Of course, the beavers would reject the idea that they are causing "Damage".
At least in the longer term, the landscape they live in turns out just fine.
It's just that beavers have rather different ideas how that landscape should
look, in terms of flooding, tree mix, etc, and have the means and the
determination to impose their preferences on their habitat.

I can see how that would distress some owners, but I'm glad they are being
tolerated in our city.

------
PaulHoule
I have the dam beavers at my place. Sometimes they are more active, sometimes
they are less. When they are active we find we can usually avoid problems if
we take unwanted dams apart early. If you go out every morning you can take
them apart in under five minutes, but once the water level rises they get
faster at building and you will have to work a lot harder.

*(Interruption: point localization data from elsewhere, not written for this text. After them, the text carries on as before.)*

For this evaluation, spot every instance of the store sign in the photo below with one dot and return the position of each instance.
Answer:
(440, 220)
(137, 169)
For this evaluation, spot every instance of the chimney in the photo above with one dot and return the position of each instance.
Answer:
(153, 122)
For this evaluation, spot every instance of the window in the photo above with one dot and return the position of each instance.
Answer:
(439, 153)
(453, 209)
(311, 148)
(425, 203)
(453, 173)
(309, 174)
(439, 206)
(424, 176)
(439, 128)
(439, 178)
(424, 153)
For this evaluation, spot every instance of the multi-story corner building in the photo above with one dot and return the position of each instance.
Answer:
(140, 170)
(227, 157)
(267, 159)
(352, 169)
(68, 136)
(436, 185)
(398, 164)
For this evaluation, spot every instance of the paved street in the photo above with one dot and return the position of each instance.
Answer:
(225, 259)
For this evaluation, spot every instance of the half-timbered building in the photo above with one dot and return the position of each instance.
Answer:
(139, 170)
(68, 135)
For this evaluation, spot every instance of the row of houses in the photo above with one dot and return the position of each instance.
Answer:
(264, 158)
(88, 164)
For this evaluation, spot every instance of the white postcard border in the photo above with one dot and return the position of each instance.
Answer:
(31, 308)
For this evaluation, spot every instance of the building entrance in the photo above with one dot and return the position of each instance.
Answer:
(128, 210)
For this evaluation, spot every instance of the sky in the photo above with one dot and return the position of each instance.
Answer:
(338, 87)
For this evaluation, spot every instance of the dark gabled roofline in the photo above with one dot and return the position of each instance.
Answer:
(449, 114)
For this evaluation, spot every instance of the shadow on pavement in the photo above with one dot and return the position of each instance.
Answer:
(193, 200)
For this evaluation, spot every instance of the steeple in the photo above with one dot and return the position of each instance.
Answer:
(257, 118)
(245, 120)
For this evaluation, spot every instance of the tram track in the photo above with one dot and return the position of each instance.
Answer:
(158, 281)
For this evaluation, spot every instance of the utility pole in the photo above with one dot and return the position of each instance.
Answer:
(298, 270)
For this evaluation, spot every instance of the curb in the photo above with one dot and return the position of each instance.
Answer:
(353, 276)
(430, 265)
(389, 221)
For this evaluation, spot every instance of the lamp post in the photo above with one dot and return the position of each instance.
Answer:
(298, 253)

From time to time they try to block our culvert pipe which breaks the usual
rule of "remove sticks from the downstream of the dam and then dig out the
clay" because getting downstream of the dam means working inside the culvert
pipe which is more tiring than working outside of it.

I had a nice pond which was choked with freshwater seaweed, then I got
triploid grass carp to eat the plants, and the year after that the beavers
moved in. I tried swimming around and noticed a lot of beaver turds, then I
felt an explosion and realized that one of the beavers slapped his tail ten
feet from me.

Then I went in and read that swimming around in a pond full of beaver turds
was how you get Giardia so I quit swimming there.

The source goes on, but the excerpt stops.